The second special legislative session on transportation in two years ended early Thursday without a bill to improve the state's highways or mass transit systems. The Republican-controlled House refused to pass a statewide tax increase to pay for transportation improvements. And the Democratic-controlled Senate responded by killing House transportation bills that didn't involve taxes, arguing that they would do little to relieve Northern Virginia's traffic problems.
In a meeting with reporters, Kaine blamed House Republicans for failing to act and used a metaphor to imply that they were digging their own political grave. "Some of these guys are really in a hole because they have been obstructionists, and the voters aren't happy with that," said Kaine, who raised $4 million last year to help the Democrats win control of the state Senate. "Every time we take this matter up, I am about solving it. I'm trying to [give them] a ladder, and they are like, 'Governor, we are going to show you; we are going to use a shovel instead.' "
House Republican leaders blamed Kaine for the failure to reach a compromise and said they are ready to take their case to voters. They accused Kaine of wasting everybody's time by pushing for a tax increase that he knew months ago had little chance of passing.

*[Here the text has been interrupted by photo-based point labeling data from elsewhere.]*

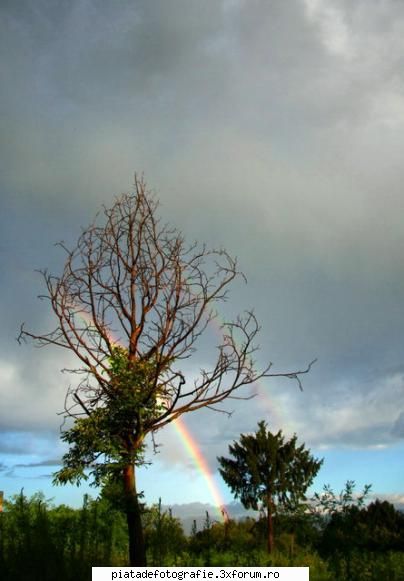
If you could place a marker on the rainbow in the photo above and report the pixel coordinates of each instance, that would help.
(190, 445)
(193, 449)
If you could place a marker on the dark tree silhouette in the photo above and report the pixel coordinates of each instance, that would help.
(131, 303)
(266, 469)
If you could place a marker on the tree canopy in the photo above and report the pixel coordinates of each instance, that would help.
(266, 471)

"No doubt Governor Kaine and his fellow Democrats will continue to blame Republicans for obstructionism, as was their intention from the outset," House Majority Leader H. Morgan Griffith (R-Salem) said. "No doubt, too, they will continue to privately disparage Virginians for selfishly clinging to their hard-earned tax dollars, just as they demean regular folks for clinging to their guns and to their religion."
Griffith's reference to regular folks and their guns and religion followed a controversial remark made by Democratic presidential candidate Barack Obama in April during the primary campaign.
The partisan warfare is likely to mean there will be no further effort to reach a consensus on transportation this year.
Kaine said the failure to act will cause a slowdown in highway construction and add to uncertainty over how the state will provide its share of funding for mass transit, including Metro and Virginia Railway Express.
Transportation officials say the state also faces a $3 billion shortfall over the next six years in that part of the budget used to maintain highways and bridges. Instead of replacing old bridges, Kaine said, the state will have look for less-permanent safety measures.
"You will likely see more weight-limit signs hung," Kaine said.
Kaine vowed to continue efforts to raise new revenue for transportation, perhaps when the General Assembly reconvenes in January.
"All these guys in the House will be coming back in January with elections staring them in the face," Kaine said.
Kaine said it took the defeat of then-U.S. Sen. George Allen (R-Va.) in 2006 to persuade state House and Senate Republicans to agree on a transportation plan last year. The Virginia Supreme Court ruled parts of that plan unconstitutional, leading to the special session.
House Majority Whip M. Kirkland Cox (R-Colonial Heights) said House Republicans won't back down on the tax issue. "Tim Kaine defines solutions by tax increases," Cox said. "Bringing back a tax increase in January is a dead issue."
If a bill is not approved early next year, Kaine predicted, voters would respond in November 2009, when Virginians elect a new governor and all 100 members of the House.
As he proved last year, when Democrats won a state Senate majority, Kaine can be effective in boosting the state party.
Kaine has kept his political action committee, Moving Virginia Forward, operational even though he cannot seek reelection. The PAC doesn't have to release a detailed fundraising report until next week. But Kaine collected $100,000 from a Radford businessman in April and received at least 18 other donations of $10,000 or more since January, according to the State Board of Elections.
State Attorney General Robert F. McDonnell, the likely Republican candidate for governor next year, said Kaine and Democrats have made a major miscalculation if they think voters will blame the GOP for the state's transportation woes.
"We have had seven years of Democratic governors, and the only plan that passed is the Republican plan that I helped pass last year," McDonnell said.
Kaine said he is optimistic that Democrats next year can pick up the six seats needed to gain a House majority, but only a handful of Republicans, in Northern Virginia and Hampton Roads, represent competitive districts. And one of those Republicans, Thomas Davis Rust (Fairfax), voted with the Democrats in support of a statewide tax increase.
In the rest of the state, Republicans are confident that they have the upper hand in the tax debate. "Basically, Kaine is the high-tax governor against legislators who are protecting the taxpayers, and I am willing to fight that fight," Cox said.